Nevertheless, the lack of homes for sale still leads to bidding wars and offers higher than listed prices, according to local agents.
Inventory is at a record low nationally, and continues to be at a record low in Philipstown, said Bill Hussung, owner of Robert A. McCaffrey Realty in Cold Spring. “We are absolutely seeing an impact from rising interest rates,” he said.
In Putnam County, 612 single-family homes have sold through September, significantly below the 826 during the first nine months of 2022 and the 1,025 during 2021, according to the Hudson Gateway Association of Realtors.
Like buyers, sellers face the same dearth of available properties and the same decision about taking on mortgages at a higher rate, said Hussung. “They start to see what’s out there and realize that it’s not what they thought,” he said. “So, they’re just going to hold on to their house a little longer.”
The forces are the same in Dutchess County, where sales from April to June fell 15 percent compared to the same period in 2022. With buyers and sellers staying put, the median price for a home sold in Beacon, although still at $507,000 for the year ending Aug. 31, had dropped slightly from a year earlier.
A home on Phillips Street in Beacon that was listed for $604,900 in May sold for $506,000 in September, and a condo at 249 Main St. that sold for $580,000 in September had been priced at $679,950.
The opposite is happening for other properties in Dutchess, where homes for sale decreased by 23.8 percent in the second quarter of this year compared to April through June in 2022, according to HGAR.

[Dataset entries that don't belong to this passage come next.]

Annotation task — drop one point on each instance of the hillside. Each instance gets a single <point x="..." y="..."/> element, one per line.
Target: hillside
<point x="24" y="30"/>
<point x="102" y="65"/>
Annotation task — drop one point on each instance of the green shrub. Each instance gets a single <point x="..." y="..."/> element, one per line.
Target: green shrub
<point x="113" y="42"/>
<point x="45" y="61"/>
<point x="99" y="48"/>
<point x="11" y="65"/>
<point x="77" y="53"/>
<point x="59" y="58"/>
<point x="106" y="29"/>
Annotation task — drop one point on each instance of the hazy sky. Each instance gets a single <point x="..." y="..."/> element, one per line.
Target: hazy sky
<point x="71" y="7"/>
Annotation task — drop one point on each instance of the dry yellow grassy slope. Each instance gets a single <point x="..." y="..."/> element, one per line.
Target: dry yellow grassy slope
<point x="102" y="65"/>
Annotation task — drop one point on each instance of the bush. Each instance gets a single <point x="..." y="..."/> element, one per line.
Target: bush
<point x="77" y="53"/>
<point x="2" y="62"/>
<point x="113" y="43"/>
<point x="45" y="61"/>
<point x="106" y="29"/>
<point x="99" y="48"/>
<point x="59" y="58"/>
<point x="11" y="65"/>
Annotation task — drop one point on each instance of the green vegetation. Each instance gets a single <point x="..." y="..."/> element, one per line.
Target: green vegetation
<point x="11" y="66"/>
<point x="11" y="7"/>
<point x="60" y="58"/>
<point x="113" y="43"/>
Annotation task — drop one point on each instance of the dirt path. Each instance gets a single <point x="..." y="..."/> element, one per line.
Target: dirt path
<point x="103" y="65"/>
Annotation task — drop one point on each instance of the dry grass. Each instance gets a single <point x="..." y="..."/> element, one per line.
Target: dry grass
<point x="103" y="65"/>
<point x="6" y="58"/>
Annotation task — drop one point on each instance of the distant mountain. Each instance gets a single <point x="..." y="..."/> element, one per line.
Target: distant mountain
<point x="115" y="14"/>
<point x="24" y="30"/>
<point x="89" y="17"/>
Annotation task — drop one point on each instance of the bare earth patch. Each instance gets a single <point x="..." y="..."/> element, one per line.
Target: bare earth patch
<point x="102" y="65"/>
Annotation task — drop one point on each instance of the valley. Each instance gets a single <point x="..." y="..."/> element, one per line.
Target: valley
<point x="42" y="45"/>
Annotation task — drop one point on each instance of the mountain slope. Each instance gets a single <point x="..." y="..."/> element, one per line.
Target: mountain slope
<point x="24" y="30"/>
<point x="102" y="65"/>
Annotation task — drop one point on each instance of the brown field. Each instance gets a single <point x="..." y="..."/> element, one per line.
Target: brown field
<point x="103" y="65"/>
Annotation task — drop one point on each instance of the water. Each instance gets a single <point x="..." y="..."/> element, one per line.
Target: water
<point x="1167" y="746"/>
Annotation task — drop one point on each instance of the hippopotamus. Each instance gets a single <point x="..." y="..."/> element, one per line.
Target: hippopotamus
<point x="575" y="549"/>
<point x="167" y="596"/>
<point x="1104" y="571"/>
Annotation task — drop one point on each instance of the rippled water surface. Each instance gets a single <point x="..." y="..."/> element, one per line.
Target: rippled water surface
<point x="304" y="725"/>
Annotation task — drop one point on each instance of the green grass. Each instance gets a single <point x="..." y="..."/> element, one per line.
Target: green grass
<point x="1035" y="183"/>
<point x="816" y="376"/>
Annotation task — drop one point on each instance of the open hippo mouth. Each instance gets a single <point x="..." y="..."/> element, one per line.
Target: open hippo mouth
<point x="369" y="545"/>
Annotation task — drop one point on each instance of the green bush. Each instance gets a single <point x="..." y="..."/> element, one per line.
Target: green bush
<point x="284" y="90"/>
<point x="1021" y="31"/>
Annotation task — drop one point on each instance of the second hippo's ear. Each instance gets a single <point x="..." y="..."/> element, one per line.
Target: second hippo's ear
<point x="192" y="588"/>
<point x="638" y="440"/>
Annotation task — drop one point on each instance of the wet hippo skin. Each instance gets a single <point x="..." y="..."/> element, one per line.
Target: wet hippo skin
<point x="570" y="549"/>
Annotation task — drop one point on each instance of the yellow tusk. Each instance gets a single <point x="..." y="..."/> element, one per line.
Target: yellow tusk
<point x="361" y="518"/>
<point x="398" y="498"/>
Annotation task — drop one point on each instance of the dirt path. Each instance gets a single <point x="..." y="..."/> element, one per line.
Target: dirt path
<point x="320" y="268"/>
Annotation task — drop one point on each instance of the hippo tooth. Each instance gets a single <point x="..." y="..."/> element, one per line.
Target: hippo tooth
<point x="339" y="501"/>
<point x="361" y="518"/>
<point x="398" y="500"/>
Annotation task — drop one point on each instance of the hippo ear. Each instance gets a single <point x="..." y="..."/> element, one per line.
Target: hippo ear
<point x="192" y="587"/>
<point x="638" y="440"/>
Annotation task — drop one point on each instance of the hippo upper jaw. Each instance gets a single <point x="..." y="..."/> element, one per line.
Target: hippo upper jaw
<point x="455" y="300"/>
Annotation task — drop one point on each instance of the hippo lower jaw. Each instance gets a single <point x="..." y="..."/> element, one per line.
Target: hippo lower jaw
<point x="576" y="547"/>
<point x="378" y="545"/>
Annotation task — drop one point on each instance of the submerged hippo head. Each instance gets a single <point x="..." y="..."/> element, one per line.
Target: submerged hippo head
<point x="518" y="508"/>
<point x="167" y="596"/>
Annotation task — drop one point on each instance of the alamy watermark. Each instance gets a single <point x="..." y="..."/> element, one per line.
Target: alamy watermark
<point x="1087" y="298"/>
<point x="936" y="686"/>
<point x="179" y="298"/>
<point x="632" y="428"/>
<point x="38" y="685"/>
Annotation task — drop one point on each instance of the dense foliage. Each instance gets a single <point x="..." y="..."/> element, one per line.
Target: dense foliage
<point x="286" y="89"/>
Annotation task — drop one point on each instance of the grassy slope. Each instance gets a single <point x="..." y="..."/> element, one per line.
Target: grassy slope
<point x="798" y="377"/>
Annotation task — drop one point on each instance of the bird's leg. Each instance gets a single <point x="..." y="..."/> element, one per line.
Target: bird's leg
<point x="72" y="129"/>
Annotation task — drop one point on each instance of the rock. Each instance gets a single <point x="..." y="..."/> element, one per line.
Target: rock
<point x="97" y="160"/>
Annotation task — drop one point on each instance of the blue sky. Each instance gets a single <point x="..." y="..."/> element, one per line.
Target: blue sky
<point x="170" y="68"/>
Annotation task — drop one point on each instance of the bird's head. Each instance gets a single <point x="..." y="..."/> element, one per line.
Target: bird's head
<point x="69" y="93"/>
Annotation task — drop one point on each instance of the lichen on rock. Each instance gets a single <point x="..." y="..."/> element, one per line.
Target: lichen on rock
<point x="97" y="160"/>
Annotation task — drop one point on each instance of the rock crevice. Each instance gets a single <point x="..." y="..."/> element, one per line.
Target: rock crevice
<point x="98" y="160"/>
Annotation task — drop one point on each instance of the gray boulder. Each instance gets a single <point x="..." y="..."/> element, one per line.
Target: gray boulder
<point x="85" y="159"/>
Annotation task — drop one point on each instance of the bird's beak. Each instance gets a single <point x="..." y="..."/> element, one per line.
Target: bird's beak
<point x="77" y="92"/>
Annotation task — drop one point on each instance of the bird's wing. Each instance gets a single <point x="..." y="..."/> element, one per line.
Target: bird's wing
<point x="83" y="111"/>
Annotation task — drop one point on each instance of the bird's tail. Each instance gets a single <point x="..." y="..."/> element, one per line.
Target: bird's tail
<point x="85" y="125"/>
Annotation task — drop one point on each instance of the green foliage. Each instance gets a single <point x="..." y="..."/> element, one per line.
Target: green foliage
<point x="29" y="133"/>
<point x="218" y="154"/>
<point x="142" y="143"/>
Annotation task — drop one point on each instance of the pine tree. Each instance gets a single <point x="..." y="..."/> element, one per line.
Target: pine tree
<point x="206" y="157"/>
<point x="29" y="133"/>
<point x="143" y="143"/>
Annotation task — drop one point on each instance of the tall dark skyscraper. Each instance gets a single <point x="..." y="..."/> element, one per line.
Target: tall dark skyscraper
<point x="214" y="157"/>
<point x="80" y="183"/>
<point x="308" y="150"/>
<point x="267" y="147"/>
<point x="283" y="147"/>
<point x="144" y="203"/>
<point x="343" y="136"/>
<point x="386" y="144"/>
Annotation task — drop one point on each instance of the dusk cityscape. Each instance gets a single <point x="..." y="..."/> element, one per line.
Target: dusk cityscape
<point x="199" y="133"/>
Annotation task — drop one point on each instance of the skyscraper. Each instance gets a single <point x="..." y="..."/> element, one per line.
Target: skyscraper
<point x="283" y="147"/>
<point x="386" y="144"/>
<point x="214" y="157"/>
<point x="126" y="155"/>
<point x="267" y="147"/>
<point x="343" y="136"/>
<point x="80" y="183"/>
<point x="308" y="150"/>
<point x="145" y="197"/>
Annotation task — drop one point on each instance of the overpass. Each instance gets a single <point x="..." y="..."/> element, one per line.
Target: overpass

Buyers, particularly ones wielding cash, are pouncing when high-quality properties become available, said Charlotte Guernsey, team leader for the Gate House Team at Compass in Beacon. A house on Deer Lick Lane in Beacon that the owners listed for $649,000 in August sold for $715,000 on Oct. 2.
“The prices are still staying high because when a good house does come on the market, they’re fighting over it,” she said.